執行猶予期間・モラトリアム
「まさか・・・まさか、お前ッ!?」
焦燥に耐えかねたのだろう、身を乗り出すようにする周防。
動揺のあまりに言葉が出てこないと言わんばかりの慌てようで、しかしそれは僕にとって、勿怪の幸い以外での何でもなかった。

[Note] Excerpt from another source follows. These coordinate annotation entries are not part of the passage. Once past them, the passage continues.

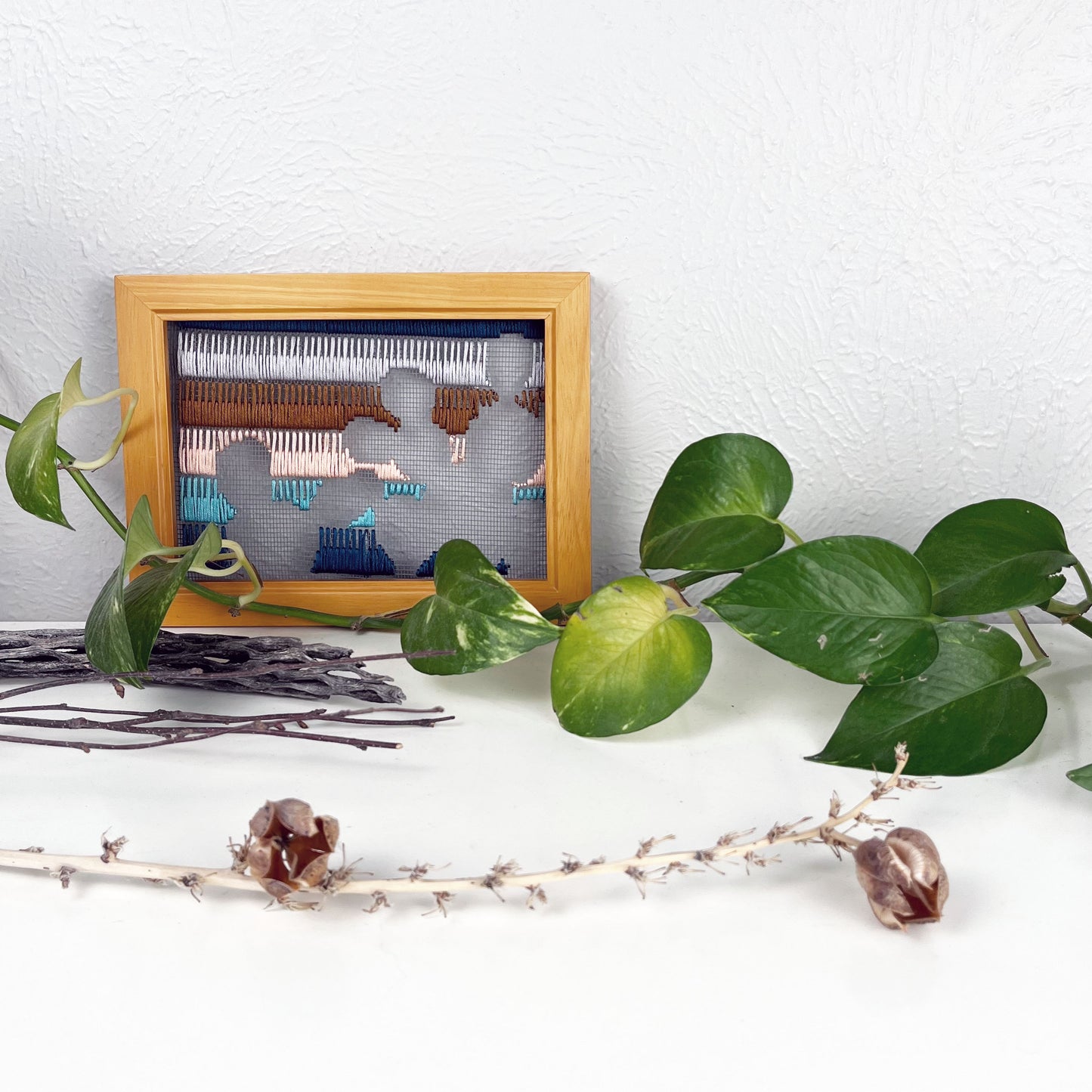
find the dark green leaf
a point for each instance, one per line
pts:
(849, 608)
(31, 466)
(1081, 777)
(719, 506)
(475, 614)
(125, 620)
(995, 556)
(627, 659)
(971, 711)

「ああ、その通りだよ・・・ヒントをくれたこと、心から感謝するぜ────山茶花 周防。」
「僕が遺言なんて・・・増してや悔いなんて、遺して死ぬと思うのか?だとしたら愚かだ──現世での所業を見張る地獄の番人のくせして、観察眼が足りないんじゃあないのか?」
「死ぬ時は黙ったままだ。負け犬にはならねえぜ──二度とな。」
失敗しても。
後悔しても。
挫折しても。
頓挫しても。
瞞着しても。
二度と昔の惨めな僕には、戻らない。
それでは今回も今回で、お得意のネタバラシだか種明かしだかを派手にやってやろうじゃあないか。
「山茶花 周防──あんたはさっき、僕のあらゆる言動の裏の裏まで見透かしていると言ったよな?
「それは正しい。正しいのだろう。でも今回はその正しさが仇になったわけだ・・・・・・皮肉なものだ。裁きの場で正しさが仇になるとはな。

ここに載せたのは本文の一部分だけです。